Pricing Secrets Using Event Ticketing Software
- Substantially more revenue for the event organizers
- Significantly higher customer satisfaction for the ticket buyers
Scenario
Remembering high school economics, the demand for a good or service decreases as the price of that good or service increases. Suppose we are selling tickets for a musical, and we are deciding how to price the tickets. We are in a venue with 900 seats. So, in economic terms, supply is fixed at 900.
Let’s assume the demand curve (quantity of tickets that would sell at different price points) is the following:
Price | $15 | $20 | $25 |
Demand | 900 | 700 | 500 |
That is to say that if tickets were $15, we’d sell out the event. At $20, 700 customers would decide to come, and at $25, only 500 tickets would be sold as that would be the total demand.
General Admission Pricing
With general admission pricing, there is no easy way to assign different prices to different seats. You could create different sections in the venues and have ushers monitor the guests to ensure they sit in the right section, but that is quite labor-intensive, not to mention ackward when you have to tell a guest that they are in the wrong section. So, while you can have different price categories – e.g. Adult/Student – you cannot really have different prices for different seats.

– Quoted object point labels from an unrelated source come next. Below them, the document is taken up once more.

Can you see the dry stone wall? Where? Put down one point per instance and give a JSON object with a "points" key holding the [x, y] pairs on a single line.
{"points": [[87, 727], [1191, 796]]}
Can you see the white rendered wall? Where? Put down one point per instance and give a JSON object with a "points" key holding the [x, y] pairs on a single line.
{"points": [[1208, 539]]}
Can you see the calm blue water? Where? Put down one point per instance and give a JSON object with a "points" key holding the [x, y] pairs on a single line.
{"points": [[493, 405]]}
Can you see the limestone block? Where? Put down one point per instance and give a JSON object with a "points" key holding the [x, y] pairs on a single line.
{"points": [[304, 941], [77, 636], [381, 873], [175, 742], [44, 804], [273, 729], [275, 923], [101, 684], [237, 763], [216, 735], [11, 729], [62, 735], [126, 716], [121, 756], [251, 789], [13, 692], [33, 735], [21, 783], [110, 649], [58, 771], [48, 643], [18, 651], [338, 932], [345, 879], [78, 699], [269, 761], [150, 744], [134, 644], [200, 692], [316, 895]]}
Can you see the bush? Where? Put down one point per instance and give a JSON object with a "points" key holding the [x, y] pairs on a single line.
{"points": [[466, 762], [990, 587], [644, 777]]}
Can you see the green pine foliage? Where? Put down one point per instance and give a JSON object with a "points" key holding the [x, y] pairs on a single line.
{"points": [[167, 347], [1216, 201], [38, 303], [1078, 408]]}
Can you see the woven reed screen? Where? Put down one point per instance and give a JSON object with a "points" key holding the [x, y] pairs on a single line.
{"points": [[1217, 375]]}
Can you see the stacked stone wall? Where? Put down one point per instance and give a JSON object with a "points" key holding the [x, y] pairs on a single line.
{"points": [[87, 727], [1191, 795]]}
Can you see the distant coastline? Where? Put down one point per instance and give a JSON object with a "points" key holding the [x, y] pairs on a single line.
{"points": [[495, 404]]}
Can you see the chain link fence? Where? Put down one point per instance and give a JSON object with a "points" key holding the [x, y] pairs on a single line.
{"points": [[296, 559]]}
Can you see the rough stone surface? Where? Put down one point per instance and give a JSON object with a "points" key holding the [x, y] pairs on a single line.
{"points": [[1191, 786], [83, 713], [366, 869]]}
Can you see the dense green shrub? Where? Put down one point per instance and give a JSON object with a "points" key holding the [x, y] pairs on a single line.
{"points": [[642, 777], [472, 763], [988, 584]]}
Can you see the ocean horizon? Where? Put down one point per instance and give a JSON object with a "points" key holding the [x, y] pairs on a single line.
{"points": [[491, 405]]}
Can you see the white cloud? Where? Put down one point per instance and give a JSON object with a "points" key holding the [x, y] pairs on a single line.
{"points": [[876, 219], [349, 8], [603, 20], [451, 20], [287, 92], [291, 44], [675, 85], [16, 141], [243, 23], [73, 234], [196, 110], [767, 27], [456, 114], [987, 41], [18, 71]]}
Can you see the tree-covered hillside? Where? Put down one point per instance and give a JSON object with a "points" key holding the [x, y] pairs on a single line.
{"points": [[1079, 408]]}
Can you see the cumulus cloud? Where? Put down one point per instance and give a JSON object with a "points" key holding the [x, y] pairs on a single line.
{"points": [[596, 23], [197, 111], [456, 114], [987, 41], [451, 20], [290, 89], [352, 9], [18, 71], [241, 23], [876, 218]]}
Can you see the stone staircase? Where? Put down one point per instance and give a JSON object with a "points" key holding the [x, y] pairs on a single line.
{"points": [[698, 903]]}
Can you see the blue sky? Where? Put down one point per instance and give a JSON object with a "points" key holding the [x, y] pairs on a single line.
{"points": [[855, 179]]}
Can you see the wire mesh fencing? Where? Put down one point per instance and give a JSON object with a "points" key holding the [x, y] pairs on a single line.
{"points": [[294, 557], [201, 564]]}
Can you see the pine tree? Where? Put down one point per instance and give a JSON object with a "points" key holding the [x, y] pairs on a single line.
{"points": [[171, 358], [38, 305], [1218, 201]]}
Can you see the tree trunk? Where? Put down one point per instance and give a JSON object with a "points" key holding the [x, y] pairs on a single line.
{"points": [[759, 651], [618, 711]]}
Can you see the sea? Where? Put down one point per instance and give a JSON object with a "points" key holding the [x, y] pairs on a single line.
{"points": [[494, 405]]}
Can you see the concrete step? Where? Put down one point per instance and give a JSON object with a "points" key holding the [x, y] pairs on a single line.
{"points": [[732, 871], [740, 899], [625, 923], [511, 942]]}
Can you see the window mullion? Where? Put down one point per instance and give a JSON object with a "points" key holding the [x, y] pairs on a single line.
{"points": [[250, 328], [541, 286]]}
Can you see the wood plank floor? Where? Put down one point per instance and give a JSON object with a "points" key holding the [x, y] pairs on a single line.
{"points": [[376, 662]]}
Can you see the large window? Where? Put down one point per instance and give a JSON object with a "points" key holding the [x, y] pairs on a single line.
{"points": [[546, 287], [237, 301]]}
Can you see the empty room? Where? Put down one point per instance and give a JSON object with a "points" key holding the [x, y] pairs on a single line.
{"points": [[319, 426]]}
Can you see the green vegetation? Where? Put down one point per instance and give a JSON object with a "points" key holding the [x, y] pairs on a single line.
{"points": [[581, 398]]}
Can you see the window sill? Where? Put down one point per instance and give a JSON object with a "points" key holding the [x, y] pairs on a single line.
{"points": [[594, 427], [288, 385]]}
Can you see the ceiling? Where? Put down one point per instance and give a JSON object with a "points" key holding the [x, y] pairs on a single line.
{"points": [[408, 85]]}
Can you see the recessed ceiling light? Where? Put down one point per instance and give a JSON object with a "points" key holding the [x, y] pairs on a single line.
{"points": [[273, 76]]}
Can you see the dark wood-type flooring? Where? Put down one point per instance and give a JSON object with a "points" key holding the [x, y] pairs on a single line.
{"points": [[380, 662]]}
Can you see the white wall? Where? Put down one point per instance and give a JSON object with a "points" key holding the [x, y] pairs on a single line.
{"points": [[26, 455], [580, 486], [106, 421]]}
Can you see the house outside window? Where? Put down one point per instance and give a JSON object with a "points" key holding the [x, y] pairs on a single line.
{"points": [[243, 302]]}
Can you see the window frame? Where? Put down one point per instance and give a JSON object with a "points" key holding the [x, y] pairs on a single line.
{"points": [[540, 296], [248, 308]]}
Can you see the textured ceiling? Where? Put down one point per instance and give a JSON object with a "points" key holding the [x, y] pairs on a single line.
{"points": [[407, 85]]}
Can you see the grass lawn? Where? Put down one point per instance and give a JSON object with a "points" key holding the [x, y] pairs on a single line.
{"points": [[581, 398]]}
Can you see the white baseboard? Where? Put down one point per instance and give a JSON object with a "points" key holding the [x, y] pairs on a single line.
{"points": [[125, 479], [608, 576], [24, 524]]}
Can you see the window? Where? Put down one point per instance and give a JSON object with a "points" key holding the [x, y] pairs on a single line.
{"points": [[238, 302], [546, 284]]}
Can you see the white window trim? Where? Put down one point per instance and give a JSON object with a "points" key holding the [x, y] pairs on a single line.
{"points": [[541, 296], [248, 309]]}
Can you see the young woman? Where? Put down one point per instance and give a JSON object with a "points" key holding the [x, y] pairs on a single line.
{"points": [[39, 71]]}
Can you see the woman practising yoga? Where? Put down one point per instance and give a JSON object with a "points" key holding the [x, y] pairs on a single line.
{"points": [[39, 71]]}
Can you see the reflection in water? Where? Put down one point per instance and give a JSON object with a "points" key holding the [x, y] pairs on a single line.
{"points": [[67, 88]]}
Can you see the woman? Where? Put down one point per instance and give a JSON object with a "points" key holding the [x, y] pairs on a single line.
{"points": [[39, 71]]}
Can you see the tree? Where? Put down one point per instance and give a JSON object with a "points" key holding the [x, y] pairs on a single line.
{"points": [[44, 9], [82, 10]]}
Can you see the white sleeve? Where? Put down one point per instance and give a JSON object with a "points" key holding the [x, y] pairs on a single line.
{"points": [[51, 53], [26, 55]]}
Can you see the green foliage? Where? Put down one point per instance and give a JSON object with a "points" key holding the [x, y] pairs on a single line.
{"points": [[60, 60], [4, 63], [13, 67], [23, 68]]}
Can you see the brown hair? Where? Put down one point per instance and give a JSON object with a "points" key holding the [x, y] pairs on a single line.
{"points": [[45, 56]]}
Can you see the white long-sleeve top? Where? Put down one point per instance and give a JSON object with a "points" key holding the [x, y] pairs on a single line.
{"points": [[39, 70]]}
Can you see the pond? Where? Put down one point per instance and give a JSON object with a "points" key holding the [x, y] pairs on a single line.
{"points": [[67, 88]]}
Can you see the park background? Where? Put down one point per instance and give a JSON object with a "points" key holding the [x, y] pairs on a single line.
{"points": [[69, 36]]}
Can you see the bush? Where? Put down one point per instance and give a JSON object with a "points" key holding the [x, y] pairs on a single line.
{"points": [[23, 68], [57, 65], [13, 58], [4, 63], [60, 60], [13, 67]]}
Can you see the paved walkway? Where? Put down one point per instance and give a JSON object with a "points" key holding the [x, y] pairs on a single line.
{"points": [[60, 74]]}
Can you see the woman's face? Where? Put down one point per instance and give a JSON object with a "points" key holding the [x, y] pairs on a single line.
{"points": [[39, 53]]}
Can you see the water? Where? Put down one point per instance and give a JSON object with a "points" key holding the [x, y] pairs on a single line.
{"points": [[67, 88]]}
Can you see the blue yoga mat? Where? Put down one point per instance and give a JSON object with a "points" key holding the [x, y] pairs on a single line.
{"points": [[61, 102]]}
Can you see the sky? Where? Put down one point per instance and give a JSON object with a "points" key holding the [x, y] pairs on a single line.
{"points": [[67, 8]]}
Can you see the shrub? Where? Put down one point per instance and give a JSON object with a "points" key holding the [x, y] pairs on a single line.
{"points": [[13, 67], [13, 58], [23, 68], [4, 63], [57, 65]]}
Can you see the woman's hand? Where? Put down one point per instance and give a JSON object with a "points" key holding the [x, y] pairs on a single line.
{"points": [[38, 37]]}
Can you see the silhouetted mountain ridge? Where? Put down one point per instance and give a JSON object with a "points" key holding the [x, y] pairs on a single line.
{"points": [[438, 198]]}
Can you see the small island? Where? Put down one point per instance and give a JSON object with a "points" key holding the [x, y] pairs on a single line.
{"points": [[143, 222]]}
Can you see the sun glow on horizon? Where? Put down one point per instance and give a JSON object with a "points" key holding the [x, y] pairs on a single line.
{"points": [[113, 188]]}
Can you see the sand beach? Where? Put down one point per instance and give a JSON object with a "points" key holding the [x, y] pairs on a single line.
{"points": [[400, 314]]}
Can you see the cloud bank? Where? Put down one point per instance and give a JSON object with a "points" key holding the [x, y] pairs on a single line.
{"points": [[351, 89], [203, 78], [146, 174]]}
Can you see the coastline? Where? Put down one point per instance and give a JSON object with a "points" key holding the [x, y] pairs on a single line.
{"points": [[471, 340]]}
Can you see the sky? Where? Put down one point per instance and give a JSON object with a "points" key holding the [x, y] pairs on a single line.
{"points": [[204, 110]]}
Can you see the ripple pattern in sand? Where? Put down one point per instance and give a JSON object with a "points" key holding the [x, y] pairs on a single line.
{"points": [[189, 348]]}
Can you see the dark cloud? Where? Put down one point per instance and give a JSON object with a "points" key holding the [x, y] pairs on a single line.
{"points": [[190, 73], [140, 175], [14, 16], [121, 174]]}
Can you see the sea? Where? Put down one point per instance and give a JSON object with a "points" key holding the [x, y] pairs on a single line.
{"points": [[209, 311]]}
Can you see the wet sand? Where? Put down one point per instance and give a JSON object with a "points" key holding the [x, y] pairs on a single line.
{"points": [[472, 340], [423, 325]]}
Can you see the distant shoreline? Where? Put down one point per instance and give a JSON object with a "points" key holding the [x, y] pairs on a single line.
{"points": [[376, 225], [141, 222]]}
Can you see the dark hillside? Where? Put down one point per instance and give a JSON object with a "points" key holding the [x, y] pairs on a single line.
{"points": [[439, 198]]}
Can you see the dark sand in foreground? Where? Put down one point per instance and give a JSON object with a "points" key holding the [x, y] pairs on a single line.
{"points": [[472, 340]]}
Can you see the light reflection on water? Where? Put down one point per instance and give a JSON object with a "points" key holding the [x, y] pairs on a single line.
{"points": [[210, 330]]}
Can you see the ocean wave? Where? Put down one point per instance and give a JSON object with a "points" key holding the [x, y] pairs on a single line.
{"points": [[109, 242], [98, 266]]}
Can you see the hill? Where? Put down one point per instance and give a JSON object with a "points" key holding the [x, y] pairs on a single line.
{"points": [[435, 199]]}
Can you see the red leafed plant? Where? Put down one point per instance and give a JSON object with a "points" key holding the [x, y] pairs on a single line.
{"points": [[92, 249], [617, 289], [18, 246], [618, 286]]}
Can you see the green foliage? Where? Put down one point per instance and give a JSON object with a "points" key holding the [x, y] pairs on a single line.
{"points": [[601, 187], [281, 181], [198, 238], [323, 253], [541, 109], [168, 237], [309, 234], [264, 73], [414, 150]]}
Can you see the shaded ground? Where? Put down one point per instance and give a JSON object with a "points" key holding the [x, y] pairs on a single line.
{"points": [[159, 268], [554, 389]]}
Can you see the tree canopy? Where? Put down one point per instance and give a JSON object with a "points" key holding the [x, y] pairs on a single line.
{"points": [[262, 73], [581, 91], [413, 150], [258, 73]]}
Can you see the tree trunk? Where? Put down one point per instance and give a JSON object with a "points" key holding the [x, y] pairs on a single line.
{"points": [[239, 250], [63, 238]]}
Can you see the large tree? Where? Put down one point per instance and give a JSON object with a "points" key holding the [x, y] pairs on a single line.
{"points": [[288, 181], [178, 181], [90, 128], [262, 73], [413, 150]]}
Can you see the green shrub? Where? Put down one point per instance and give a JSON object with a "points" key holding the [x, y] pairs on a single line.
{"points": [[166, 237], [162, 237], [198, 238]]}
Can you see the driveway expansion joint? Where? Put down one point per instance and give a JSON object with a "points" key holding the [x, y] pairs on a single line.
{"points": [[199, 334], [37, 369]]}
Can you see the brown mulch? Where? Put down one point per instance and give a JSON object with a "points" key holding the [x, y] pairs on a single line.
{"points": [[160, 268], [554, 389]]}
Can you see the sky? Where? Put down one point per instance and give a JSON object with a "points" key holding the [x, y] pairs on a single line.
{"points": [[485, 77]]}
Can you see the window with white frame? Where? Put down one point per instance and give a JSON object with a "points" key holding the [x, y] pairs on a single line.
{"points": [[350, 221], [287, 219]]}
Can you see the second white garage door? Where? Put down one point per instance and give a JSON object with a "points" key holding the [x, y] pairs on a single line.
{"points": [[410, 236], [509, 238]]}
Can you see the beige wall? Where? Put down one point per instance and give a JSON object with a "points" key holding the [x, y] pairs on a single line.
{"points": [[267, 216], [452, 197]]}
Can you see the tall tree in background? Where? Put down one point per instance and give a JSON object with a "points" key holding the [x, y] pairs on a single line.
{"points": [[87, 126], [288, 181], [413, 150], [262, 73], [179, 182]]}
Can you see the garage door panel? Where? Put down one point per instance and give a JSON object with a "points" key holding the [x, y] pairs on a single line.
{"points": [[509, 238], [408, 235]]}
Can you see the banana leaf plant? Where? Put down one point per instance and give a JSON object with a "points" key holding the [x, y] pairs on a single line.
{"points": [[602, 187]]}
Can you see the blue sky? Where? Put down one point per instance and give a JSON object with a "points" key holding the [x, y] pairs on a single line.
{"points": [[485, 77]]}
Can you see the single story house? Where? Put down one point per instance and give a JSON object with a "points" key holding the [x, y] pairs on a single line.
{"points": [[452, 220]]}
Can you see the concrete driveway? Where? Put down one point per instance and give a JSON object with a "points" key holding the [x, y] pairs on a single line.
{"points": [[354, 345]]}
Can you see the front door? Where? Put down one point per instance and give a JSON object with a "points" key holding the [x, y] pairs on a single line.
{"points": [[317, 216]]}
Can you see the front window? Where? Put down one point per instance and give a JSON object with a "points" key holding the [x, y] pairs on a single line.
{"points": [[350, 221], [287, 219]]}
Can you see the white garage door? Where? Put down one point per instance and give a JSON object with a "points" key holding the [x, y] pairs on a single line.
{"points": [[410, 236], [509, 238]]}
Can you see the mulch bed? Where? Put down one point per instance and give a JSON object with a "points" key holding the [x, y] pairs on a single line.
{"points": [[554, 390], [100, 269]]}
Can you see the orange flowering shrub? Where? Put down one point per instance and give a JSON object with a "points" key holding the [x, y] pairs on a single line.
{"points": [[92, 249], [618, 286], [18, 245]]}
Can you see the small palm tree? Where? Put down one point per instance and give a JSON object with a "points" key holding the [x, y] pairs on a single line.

In this scenario, we need to decide on a price of $15, $20 or $25. Looking at revenue, we would see the following alternatives:
- At $15, revenue is $15 x 900 = $13,500
- At $20, revenue is $20 x 700= $14,000
- At $25, revenue is $25 x 500 = $12,500
As shown in the graph below, revenue is the area under the demand line at our chosen price. At $20, we sell 700 tickets (and have 200 empty seats). If we wanted a full house, we would have to lower the price that everyone pays to $15 and our total revenue drops.
Similarly, some people are willing to pay $25. They are eager to pay a higher amount for better seats. But again, getting the $25 from that group requires that we raise prices for everyone – reducing the number of tickets sold to 500, and reducing our revenue to $12,500.
What we need is the ability to sell $25 tickets to people who want to pay that and give them better seats, and at the same time, sell $15 tickets to people who are willing to pay only that and give them seats further from the stage. We need event ticketing software that enables that approach.
Assigned Seating Pricing
If we could assign different prices to different seats, we could price, say 300 seats at $25 (the demand curve said 500 people are willing to pay $25, so we are under that), 300 seats at $20 and 300 seats at $15. The demand curve in this scenario says we would sell all those tickets.
So our revenue in that scenario would be $18,000, which is $4,000 more than the general admission scenario – comprised of the following:
- 300 x $25 = $7,500, plus
- 300 x $20 = $6,000, plus
- 300 x $15 = $4,500
With event ticketing software that gives us the ability to assign different prices to different seats, we can more closely meet the demand curve as shown below – leaving less money on the table, while better serving our customers.
Remembering that revenue equals the green area under the demand curve, it is interesting to visually compare this scenario to the general admission pricing scenario. In the chart below, the dotted area represents the general admission pricing scenario – the $14,000 of revenue. The salmon colored area outside the dotted area represents the additional $4,000 of revenue we obtain with assigned seating pricing.
Of course, no one really knows what their demand curve really looks like, so all these numbers are representative only. It is certain though that all demand curves look something like the one above – where the lower the ticket price the higher the demand. Some buyers are simply willing to pay more than others.
Therefore, there will always be an economic advantage to using ticketing software that enables differentiated assigned seating pricing. Such pricing also serves ticket buyers better, as discussed briefly below.
Happier Customers with Assigned Seating
Putting additional revenue aside, is this the right thing to do from a customer service and customer experience perspective. Absolutely! Here’s why: Some customers want to pay more for better seats. Think of family and friends of the key performers. Customers also feel in control when they can select their seats. And the seating process itself on the day of the event is much more orderly.